Ms. Mora has more than 30 years of leadership experience in financial operations and corporate governance. From August 2008 to August 2020, Ms. Mora served as Chief Administrative Officer, Vice President for Finance and Administration, and Treasurer at Charles Stark Draper Laboratory, a $750 million research and development innovation laboratory spun out of the Massachusetts Institute of Technology. From 2006 to 2008, Ms. Mora served as Chief Financial Officer of Harvard University, where she served on the Harvard Management Company Endowment Board which managed approximately $35 billion in assets at the time. From 1997 to 2006, Ms. Mora served as the Associate Vice President of Research and Administration of Harvard University. Ms. Mora is a former Senior Manager of the National Regulatory Consulting Practice at PriceWaterhouseCoopers. In addition, since May 2012, Ms. Mora has served as a Board of Directors member and Compensation Committee Chair at MKS Instruments, Inc., a publicly-traded semi-conductor and advanced market technology company with a market capitalization of $9 billion. Since October 2018, Ms. Mora has served as an Advisory Board member at Cambridge Trust Company, a publicly-traded local wealth management bank with $4 billion in assets. From February 2016 to June 2020, she served as Chair of the Board of Directors of GCP Applied Technologies, a publicly-traded manufacturer of chemicals and materials used in construction. Ms. Mora is a Certified Public Accountant in Massachusetts and received an MBA from Simmons University and a Bachelor’s degree in Political Science from the University of California, Berkeley.
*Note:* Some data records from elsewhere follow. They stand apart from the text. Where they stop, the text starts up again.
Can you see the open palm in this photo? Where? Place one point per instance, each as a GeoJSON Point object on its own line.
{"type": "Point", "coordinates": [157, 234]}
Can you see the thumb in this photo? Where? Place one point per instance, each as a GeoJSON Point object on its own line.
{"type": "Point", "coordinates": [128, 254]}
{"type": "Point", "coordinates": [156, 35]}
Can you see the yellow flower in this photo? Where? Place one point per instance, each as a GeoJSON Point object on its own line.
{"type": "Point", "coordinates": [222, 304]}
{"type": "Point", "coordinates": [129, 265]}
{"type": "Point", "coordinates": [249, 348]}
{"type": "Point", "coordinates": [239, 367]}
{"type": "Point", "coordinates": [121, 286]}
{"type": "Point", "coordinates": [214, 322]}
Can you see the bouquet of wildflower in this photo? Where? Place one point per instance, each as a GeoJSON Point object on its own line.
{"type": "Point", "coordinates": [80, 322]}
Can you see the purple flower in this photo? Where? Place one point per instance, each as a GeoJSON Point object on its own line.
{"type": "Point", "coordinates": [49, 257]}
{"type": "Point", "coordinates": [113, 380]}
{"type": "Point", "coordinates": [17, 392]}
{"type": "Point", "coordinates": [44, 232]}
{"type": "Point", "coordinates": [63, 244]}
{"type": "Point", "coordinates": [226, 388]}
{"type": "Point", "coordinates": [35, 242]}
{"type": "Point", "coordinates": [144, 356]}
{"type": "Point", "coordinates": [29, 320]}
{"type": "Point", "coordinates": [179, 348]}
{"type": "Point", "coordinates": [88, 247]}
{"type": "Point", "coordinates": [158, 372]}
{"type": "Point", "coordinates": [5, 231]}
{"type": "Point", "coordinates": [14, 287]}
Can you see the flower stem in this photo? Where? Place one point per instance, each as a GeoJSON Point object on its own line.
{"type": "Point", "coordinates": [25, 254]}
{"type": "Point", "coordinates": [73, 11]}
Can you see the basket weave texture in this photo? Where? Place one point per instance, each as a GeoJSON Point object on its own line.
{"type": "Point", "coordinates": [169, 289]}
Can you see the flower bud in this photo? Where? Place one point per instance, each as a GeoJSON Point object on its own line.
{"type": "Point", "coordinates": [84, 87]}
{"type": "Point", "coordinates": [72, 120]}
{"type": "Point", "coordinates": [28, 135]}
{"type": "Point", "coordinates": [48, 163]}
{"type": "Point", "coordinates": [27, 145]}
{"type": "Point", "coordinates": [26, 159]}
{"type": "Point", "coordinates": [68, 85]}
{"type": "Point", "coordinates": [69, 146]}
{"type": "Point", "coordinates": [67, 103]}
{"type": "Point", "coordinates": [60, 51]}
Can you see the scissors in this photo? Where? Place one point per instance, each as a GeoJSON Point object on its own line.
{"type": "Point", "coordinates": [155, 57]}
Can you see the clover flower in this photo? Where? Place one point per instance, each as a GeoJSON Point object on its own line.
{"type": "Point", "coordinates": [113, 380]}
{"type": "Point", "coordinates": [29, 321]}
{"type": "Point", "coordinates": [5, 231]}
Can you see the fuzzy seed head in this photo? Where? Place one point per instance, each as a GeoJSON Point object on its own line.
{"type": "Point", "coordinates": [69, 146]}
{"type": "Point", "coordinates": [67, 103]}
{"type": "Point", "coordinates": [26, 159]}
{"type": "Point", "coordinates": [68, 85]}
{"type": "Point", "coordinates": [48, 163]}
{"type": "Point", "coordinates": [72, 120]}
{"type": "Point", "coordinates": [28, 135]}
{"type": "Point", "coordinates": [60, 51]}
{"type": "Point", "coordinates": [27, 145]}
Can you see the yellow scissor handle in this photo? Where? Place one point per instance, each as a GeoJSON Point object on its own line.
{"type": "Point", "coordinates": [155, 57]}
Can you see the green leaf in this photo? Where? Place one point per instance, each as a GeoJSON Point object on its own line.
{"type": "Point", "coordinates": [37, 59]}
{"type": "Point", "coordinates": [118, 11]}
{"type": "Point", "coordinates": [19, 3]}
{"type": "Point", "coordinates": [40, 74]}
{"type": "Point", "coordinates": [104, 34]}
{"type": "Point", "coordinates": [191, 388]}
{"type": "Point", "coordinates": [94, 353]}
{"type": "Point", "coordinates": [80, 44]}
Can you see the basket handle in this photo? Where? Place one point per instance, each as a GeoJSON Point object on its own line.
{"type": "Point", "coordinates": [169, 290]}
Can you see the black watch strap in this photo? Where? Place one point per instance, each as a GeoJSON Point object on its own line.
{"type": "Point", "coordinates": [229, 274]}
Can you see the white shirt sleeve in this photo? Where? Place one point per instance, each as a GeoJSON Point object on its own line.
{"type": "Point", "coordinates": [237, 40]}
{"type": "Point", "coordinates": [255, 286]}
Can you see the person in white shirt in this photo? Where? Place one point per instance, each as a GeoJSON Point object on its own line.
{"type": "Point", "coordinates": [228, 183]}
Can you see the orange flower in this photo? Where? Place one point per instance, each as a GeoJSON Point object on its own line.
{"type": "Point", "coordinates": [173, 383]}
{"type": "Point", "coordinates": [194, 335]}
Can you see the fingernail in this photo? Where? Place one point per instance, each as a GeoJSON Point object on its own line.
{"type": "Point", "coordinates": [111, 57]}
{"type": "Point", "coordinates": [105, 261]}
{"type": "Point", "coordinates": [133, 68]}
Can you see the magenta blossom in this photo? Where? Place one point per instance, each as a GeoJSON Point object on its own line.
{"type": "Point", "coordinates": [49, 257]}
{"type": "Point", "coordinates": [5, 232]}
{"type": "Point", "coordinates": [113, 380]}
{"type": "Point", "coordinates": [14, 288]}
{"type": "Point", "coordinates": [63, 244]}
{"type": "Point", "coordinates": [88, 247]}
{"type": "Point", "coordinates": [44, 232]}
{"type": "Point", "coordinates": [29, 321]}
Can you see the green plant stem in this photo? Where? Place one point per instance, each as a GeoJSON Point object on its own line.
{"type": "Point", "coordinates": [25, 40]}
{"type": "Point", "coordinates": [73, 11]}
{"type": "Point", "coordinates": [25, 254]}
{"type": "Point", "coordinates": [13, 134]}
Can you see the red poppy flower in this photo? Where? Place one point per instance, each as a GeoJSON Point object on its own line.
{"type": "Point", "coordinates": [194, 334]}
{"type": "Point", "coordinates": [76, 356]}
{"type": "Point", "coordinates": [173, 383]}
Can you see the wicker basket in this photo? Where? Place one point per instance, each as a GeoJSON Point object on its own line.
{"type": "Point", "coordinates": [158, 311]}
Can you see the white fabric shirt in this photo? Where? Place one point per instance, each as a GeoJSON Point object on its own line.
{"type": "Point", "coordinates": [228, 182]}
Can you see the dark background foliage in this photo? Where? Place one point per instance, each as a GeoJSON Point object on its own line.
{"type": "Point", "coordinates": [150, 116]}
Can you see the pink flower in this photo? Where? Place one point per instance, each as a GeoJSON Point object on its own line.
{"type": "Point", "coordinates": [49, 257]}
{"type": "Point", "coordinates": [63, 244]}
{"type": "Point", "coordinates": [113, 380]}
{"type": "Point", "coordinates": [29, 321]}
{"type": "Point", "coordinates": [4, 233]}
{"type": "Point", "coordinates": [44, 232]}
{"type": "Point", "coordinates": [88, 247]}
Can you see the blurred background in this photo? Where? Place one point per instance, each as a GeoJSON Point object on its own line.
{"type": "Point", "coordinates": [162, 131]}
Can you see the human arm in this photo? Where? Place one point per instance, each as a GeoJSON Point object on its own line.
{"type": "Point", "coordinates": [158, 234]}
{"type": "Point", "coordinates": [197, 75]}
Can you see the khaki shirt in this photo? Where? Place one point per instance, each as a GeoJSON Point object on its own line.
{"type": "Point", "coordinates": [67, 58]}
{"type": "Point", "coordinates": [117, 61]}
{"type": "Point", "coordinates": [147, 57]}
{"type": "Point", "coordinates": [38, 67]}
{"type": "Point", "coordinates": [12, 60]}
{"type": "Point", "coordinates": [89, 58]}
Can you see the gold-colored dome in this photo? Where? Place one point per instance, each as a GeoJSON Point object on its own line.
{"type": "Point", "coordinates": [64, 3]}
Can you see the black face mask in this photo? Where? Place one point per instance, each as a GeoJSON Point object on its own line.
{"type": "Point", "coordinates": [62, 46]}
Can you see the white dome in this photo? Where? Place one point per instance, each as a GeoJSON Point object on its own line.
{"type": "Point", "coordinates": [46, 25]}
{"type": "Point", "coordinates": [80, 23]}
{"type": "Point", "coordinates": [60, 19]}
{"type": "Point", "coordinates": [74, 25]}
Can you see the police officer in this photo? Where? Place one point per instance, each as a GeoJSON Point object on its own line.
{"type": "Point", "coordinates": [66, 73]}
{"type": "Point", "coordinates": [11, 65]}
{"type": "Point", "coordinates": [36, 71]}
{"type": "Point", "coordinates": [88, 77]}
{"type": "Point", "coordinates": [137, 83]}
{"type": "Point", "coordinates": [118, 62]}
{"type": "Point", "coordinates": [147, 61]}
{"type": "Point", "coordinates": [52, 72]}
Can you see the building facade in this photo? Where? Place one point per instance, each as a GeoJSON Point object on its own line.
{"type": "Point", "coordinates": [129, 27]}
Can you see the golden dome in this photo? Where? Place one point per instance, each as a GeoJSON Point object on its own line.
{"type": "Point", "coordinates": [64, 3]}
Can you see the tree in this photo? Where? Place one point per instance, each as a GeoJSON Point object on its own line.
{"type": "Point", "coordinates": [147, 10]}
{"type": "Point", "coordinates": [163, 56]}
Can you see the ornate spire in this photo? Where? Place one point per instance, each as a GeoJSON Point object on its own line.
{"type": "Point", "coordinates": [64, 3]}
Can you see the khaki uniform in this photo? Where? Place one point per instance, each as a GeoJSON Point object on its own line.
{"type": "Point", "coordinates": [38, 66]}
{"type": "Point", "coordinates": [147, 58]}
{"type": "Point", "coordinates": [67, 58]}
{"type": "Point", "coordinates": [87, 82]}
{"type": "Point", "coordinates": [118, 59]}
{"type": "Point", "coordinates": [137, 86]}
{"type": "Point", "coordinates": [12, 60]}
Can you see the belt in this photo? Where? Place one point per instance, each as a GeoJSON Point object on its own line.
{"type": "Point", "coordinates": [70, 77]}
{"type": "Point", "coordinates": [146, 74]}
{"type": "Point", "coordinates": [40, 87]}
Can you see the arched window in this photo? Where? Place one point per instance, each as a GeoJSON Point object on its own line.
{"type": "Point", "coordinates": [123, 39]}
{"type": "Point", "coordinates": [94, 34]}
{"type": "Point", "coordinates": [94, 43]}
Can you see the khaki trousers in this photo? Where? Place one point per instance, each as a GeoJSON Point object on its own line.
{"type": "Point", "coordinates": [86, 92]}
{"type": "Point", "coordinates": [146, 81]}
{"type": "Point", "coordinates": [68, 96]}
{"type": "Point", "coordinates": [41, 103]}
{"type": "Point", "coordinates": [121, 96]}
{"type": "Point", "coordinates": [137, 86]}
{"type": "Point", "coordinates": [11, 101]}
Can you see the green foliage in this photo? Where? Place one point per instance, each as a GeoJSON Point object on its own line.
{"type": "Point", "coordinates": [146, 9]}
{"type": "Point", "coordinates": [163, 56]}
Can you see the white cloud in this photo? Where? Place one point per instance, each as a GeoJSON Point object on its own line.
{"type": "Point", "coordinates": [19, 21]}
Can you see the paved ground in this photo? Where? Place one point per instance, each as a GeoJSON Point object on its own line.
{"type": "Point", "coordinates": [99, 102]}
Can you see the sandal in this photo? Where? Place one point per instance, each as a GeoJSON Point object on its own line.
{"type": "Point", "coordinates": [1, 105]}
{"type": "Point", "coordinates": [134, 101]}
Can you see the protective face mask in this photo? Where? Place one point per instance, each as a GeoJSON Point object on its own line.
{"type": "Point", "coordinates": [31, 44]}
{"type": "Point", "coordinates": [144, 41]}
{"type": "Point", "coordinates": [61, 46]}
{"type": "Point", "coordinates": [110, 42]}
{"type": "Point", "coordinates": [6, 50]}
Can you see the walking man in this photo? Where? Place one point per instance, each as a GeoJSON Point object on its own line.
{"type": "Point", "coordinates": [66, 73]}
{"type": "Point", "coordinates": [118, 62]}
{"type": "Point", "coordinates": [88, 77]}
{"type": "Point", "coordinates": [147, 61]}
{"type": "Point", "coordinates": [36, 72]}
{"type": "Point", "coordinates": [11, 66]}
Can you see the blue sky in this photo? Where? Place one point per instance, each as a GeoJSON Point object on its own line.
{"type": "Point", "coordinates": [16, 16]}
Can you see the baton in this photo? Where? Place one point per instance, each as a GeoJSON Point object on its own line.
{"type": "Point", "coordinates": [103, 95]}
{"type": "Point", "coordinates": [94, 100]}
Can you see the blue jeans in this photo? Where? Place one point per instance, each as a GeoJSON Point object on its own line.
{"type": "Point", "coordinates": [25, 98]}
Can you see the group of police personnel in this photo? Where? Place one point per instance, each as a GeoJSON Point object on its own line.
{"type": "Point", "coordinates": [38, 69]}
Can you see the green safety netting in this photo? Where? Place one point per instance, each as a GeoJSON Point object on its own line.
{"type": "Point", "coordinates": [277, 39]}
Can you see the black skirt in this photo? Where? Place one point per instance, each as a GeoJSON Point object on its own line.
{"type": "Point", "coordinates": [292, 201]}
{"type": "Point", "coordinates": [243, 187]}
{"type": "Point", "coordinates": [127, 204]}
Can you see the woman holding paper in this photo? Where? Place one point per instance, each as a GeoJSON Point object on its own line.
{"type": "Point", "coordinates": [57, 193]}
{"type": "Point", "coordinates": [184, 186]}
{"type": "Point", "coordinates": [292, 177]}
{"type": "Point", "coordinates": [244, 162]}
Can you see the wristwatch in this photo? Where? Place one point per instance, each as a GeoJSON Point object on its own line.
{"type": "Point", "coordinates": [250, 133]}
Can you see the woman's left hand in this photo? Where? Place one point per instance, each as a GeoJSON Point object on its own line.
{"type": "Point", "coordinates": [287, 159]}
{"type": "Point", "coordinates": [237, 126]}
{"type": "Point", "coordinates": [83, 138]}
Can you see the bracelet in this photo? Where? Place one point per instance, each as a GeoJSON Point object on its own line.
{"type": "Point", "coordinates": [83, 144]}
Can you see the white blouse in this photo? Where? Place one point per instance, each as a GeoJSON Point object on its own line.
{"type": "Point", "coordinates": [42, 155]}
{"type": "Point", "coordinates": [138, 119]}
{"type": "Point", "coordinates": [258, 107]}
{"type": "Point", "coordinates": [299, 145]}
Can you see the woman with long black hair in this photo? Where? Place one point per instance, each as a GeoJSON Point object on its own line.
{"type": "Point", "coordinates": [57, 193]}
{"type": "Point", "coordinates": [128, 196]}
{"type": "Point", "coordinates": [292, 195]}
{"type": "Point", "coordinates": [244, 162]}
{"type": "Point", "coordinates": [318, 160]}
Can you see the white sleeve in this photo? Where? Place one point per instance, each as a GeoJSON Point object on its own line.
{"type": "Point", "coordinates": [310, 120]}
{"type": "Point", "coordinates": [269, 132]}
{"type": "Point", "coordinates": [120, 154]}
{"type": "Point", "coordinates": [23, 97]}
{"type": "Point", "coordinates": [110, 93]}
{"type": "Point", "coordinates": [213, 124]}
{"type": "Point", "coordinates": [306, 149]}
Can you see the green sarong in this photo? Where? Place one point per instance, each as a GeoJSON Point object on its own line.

Peter K. Scaturro, 60 [Resigned]
Director

Mr. Scaturro has extensive senior executive leadership experience at leading global financial institutions, with a focus on wealth management and private banking. Since 2010, Mr. Scaturro has served as a Private Investor for PKS LLC, a private investment firm that he founded. From 2007 to 2009, Mr. Scaturro served as a Partner at Goldman Sachs’ Global Private Client business. During his time at Goldman Sachs, he was a member of the firm-wide Goldman Sachs Business Practices Committee and served on the Investment Management Division Operating Committee. From 2005 to 2007, Mr. Scaturro served as the Chief Executive Officer of U.S. Trust, where he added significant depth to the management team, increased the size of the sales force and introduced an open architecture capability. While at U.S. Trust, Mr. Scaturro was a member of the Executive Committee of Charles Schwab, which owned U.S. Trust at the time. Mr. Scaturro also served as Chief Executive Officer of Citigroup Global Private Bank from 1999 to 2004. He is a former Partner at Bankers Trust, which was acquired by Deutsche Bank in 1999. In addition, since September 2020, Mr. Scaturro has served as member of the Board of Advisors of Electus Global Education Co., a developer and manufacturer of youth financial literacy, entrepreneurship and career education technology. Since June 2014, Mr. Scaturro has also served as a Director and Vice Chairman of Orthobond Corporation, a biotechnology company focused on developing antimicrobial surface technology, where he also served as Non-Executive Chairman from 2016 to 2020. Mr. Scaturro received his Master’s degree in Engineering and his Bachelor’s degree in Engineering at Columbia University.